UP IN SMOKE




Everyone knows about unintended consequences. 
The Butterfly Effect, the law of rotten outcomes, the Snafu rule.
In design – that is, in the making of new things – this is a persistent factor we must keep in mind.  We do our best to see projects through to the ideal end but we always have to consider unexpected twists and turns.  Learning this as a habit of thought is one of the things that turns students of design into true practitioners.  Blind faith is not a helpful trait and that is why worriers tend to make good designers.  I speak from experience.

The notorious cigar story is a good parable to keep in mind here, whether it is true or not.
As reported in the news several years ago, a man in North Carolina bought a box of very rare and expensive cigars.  He took care to care for them, including insuring them against fire.  Within a month he had smoked all 24 of these fine cigars and had not even made his first premium payment on the policy.  At this point, a brilliant idea occurred to him.  He filed a claim against the insurance company.
In his claim, he stated that the cigars were lost "in a series of small fires."  The insurance company naturally refused to pay, citing the obvious reason that the man had consumed the cigars in exactly the way you would expect, by smoking them himself.  Small fires, indeed.  Yet the man then sued the insurance company...and won the case!

In giving his ruling, the judge agreed with the insurance company that the claim was frivolous but said that, even so, the language of the policy was too vague on this point.  The man in fact held a policy from the company in which it had warranted that the cigars were insurable and also guaranteed that it would insure them against fire.  But because the policy did not define precisely what an "unacceptable fire” was, the judge stated that they were obligated to pay the claim. 
Rather than go through a long and costly appeal process, the insurance company accepted the ruling and paid $15,000 to the man for his loss of the rare cigars in the “fires.”

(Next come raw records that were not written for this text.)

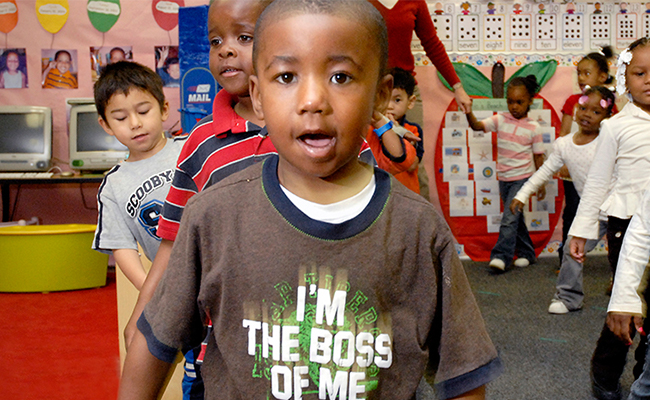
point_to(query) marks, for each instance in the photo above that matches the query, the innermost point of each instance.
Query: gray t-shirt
(130, 201)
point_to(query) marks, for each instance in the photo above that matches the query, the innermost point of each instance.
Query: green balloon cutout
(103, 14)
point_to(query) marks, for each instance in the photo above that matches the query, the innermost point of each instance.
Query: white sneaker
(522, 262)
(497, 264)
(557, 307)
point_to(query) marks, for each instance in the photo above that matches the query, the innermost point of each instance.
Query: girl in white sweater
(576, 151)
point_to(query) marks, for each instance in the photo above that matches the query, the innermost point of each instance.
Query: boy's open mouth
(317, 144)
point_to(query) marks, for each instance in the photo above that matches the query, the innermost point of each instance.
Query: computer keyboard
(25, 175)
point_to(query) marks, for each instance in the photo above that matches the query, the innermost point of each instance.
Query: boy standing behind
(132, 107)
(317, 284)
(403, 99)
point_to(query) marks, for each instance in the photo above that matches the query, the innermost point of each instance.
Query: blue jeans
(569, 280)
(513, 234)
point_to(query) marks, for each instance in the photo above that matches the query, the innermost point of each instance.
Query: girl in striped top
(520, 153)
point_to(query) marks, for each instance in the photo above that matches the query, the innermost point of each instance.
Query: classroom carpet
(546, 357)
(59, 345)
(64, 345)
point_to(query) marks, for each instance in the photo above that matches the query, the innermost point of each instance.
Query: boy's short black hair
(120, 78)
(356, 10)
(600, 58)
(402, 79)
(58, 53)
(606, 95)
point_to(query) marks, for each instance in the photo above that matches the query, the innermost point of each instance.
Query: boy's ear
(384, 91)
(105, 126)
(164, 113)
(256, 96)
(412, 99)
(603, 77)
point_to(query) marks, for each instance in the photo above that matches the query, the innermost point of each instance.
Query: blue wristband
(383, 129)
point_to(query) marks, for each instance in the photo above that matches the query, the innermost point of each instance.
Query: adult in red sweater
(402, 18)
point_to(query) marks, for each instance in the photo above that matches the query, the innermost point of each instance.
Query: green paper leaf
(474, 82)
(543, 71)
(103, 14)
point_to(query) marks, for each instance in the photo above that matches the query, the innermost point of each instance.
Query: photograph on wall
(13, 69)
(60, 68)
(455, 171)
(100, 57)
(461, 195)
(168, 65)
(454, 136)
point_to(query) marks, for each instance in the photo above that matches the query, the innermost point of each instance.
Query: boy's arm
(158, 267)
(464, 356)
(129, 262)
(539, 161)
(474, 123)
(385, 150)
(391, 141)
(143, 375)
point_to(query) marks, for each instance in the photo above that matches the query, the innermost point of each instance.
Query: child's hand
(622, 324)
(577, 247)
(410, 136)
(463, 100)
(378, 119)
(516, 206)
(563, 173)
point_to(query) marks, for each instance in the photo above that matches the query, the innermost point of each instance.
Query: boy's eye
(340, 78)
(286, 77)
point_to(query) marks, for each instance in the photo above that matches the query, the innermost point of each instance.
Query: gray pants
(569, 281)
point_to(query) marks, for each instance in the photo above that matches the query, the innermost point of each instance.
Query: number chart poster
(467, 185)
(525, 25)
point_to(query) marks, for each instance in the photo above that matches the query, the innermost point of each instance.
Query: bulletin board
(467, 185)
(524, 26)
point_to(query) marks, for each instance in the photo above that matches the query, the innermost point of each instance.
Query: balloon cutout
(165, 12)
(103, 14)
(52, 14)
(8, 15)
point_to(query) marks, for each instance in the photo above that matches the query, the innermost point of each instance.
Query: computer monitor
(91, 148)
(25, 138)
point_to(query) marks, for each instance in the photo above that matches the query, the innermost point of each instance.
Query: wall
(135, 27)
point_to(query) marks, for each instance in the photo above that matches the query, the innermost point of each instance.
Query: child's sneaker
(557, 307)
(497, 265)
(522, 262)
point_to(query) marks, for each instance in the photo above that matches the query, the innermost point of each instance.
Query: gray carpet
(545, 356)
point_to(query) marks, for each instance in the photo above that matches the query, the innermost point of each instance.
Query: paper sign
(455, 171)
(165, 12)
(536, 221)
(494, 223)
(456, 119)
(454, 137)
(487, 187)
(461, 198)
(480, 153)
(52, 14)
(487, 204)
(454, 153)
(485, 171)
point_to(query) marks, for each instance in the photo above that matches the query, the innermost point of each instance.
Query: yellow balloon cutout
(8, 15)
(52, 14)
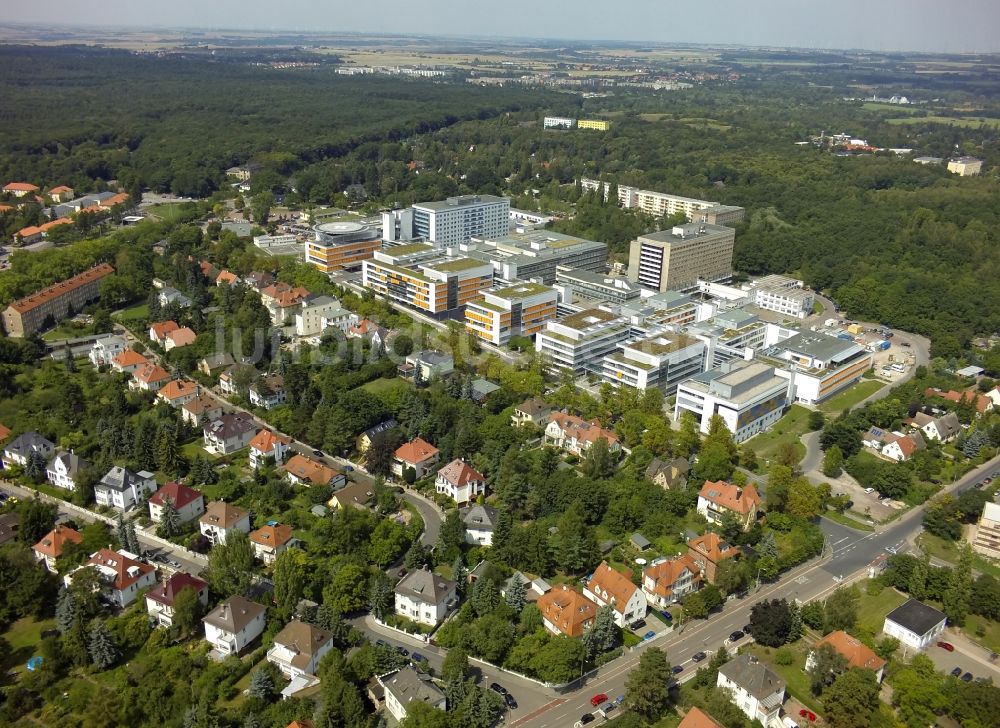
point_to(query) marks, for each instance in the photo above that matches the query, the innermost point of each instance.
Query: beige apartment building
(676, 259)
(26, 315)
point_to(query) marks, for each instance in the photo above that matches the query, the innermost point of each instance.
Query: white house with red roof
(576, 435)
(267, 444)
(460, 482)
(417, 454)
(128, 361)
(178, 391)
(149, 378)
(19, 189)
(188, 503)
(717, 498)
(121, 576)
(181, 337)
(610, 588)
(160, 599)
(158, 331)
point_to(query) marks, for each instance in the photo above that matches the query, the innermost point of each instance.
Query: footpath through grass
(789, 429)
(850, 397)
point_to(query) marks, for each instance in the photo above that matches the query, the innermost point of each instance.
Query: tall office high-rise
(457, 219)
(676, 259)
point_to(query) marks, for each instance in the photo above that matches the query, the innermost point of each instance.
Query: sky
(952, 26)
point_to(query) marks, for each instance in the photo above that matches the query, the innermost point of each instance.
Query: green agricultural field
(964, 122)
(875, 106)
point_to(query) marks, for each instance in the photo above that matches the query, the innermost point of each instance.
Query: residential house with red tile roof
(460, 482)
(160, 599)
(269, 541)
(575, 435)
(221, 518)
(853, 650)
(183, 336)
(718, 498)
(202, 409)
(302, 470)
(128, 361)
(267, 444)
(708, 551)
(53, 545)
(902, 447)
(158, 331)
(980, 401)
(122, 576)
(149, 378)
(610, 588)
(566, 611)
(178, 391)
(282, 301)
(697, 718)
(226, 278)
(417, 454)
(665, 582)
(188, 503)
(62, 193)
(19, 189)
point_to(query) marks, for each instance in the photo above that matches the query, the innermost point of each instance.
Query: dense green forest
(889, 239)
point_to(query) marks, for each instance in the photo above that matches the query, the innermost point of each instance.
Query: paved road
(192, 565)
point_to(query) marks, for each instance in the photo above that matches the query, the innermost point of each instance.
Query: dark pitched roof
(916, 616)
(757, 679)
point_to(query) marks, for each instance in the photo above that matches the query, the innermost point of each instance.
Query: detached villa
(718, 498)
(608, 587)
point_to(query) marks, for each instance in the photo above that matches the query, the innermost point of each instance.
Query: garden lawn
(381, 386)
(948, 551)
(788, 429)
(991, 631)
(845, 520)
(872, 609)
(851, 396)
(134, 313)
(23, 636)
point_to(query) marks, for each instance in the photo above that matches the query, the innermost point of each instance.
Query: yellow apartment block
(519, 310)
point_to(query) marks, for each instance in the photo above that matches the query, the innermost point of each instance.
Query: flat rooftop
(454, 203)
(662, 344)
(820, 346)
(455, 265)
(520, 290)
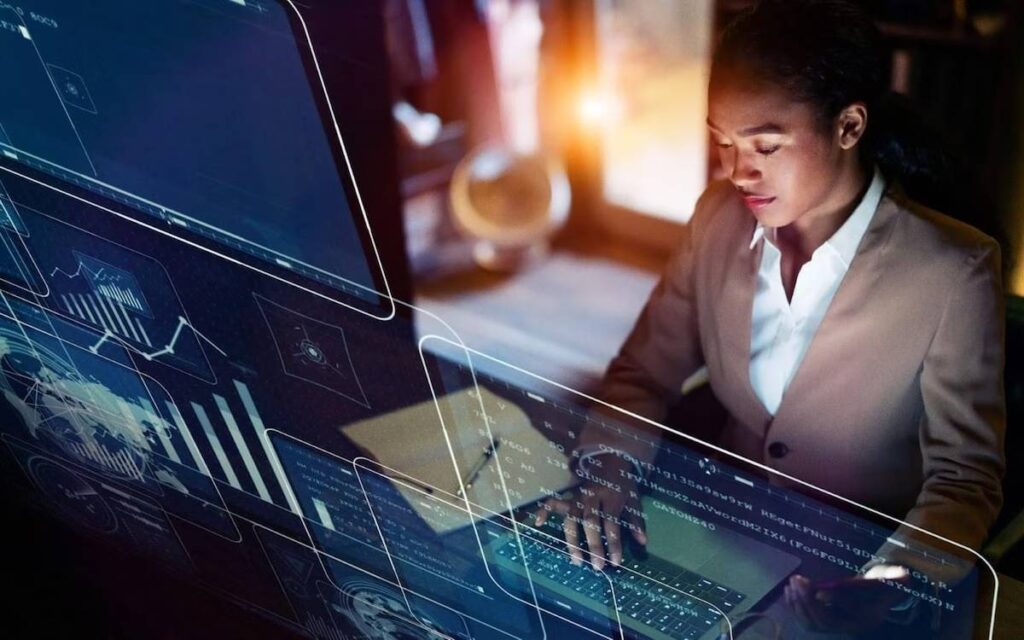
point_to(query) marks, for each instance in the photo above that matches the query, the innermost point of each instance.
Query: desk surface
(1009, 619)
(564, 318)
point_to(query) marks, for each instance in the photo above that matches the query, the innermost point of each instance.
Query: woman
(854, 336)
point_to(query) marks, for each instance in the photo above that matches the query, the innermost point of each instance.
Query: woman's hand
(854, 607)
(604, 504)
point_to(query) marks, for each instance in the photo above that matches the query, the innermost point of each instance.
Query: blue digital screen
(198, 113)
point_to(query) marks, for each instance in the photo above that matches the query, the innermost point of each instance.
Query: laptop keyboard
(672, 600)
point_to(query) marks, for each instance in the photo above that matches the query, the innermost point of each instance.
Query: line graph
(166, 350)
(78, 271)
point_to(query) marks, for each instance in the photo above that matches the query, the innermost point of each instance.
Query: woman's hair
(828, 54)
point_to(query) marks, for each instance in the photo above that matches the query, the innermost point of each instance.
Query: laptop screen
(206, 118)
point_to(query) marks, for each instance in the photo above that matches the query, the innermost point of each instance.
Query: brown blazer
(898, 403)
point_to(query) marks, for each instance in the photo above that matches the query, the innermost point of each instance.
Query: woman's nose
(743, 172)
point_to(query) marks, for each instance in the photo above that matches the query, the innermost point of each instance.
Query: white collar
(845, 241)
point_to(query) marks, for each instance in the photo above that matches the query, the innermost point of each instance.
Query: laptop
(683, 585)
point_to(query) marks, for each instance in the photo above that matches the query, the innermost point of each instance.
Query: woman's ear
(852, 122)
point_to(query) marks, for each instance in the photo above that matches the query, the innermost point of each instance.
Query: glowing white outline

Ah, but once the man cashed his check, the insurance company turned the tables on him   They had him arrested…on 24 counts of arson!  Using his own insurance claim and testimony from the previous case against him, the company won the day.  The man was convicted of intentionally burning his insured property – a form of arson – and sentenced to 24 months in jail and a $24,000 fine.

Moral for all designers:  Think it through.  Just because the plan sounds good to you from the start does not mean that it is a good plan in the end.